On relève l’écart surprenant entre le plus-minus par xG et par buts lorsque Vitinha joue. Une incapacité à concrétiser qui dépeint bien la saison erratique de Marseille. Mais qui n’est pas du seul fait du Portugais : Aubameyang a marqué 4 buts de moins que ne le prédisent ses xG.
Le On-Off
On peut aussi comparer le plus-minus d’un joueur avec celui de son équipe lorsqu’il n’est pas sur le terrain, on parle alors de on-off. Mieux, on peut décomposer le on-off entre apport offensif et défensif.
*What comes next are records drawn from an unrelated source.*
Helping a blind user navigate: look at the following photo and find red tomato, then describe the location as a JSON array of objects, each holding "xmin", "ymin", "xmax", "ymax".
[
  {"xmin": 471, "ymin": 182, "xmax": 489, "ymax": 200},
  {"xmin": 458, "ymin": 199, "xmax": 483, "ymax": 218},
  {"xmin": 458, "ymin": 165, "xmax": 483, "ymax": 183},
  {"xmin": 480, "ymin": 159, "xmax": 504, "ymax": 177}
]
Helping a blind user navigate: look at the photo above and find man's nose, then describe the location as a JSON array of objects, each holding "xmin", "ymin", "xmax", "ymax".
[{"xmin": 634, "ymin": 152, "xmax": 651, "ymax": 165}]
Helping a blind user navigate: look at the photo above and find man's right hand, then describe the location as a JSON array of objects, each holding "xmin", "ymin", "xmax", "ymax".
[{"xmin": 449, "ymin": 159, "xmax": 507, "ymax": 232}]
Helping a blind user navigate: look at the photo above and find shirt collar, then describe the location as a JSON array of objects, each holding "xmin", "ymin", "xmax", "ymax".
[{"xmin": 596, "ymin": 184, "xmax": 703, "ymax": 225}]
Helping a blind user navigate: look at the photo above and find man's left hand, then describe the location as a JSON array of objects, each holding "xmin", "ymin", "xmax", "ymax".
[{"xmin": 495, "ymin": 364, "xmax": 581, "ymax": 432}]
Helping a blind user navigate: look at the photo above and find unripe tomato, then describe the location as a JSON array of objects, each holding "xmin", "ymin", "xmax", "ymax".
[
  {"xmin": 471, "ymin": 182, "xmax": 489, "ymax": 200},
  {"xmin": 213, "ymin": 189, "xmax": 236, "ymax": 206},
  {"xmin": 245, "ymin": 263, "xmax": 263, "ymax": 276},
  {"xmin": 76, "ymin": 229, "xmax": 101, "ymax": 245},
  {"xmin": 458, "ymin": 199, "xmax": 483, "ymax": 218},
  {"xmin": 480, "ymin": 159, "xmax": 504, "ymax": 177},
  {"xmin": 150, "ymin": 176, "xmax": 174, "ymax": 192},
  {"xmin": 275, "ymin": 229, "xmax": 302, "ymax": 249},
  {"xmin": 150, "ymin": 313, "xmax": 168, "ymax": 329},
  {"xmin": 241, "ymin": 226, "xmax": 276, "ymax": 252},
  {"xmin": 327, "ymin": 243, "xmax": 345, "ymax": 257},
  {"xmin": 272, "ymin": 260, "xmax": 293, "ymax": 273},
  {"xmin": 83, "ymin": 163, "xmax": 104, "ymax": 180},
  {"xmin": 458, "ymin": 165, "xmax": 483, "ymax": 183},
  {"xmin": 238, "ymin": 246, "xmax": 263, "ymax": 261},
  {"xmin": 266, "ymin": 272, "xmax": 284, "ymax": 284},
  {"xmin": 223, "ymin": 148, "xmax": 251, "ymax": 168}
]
Le regularized adjusted plus-minus à la rescousse
Si l’usage du plus-minus est douteux en football, regardons comment les statisticiens ont essayé de l’améliorer en basket, où le principal biais vient du parasitage causé par les 9 autres joueurs sur le terrain : un joueur souvent associé avec les coéquipiers les plus forts de la rotation est largement avantagé dans le plus-minus standard. Aussi, l’idée derrière le regularized adjusted plus-minus2 est de percer la brume collective afin d’inférer l’apport propre à chaque joueur. Pour ce faire, on décompose les matchs en stints, des phases de jeu où les 10 mêmes joueurs s’affrontent sur le terrain, pour lesquelles on va calculer une marge, équivalente du plus-minus, soit la différence de points pour 100 possessions.
En accumulant les stints, on se retrouve avec un système d’équations à X inconnus : les plus-minus de chaque joueur pris en compte. On ne peut alors qu’inférer des valeurs approximatives, au prix de calculs qui dépassent à la fois mes connaissances et le cadre de ce post. Mais le résultat est là : déterminer l’apport d’un joueur à partir des seules données de score. J’ai éludé de nombreuses questions techniques, mais l’approche du RAPM est d’une élégance conceptuelle remarquable et tranche avec les travaux actuels menés dans le monde du soccer analytics. À raison sans doute… Adapter directement le RAPM au football semble illusoire. Heureusement, des solutions hybrides sont envisageables, qui mélangent une approche «top-down» à des indicateurs statistiques plus conventionnels3.
Russell Westbrook, triple-doubles, and stat-padding accusations, Dailythunder, 27 janvier 2017.
Rob Antle, Regularized Adjusted Plus/Minus (RAPM), Basketball, Stat, 19 août 2019.
Ismael Haffoud, Stats : Introduction à la Mesure de l'Impact, Coparena, 3 août 2022.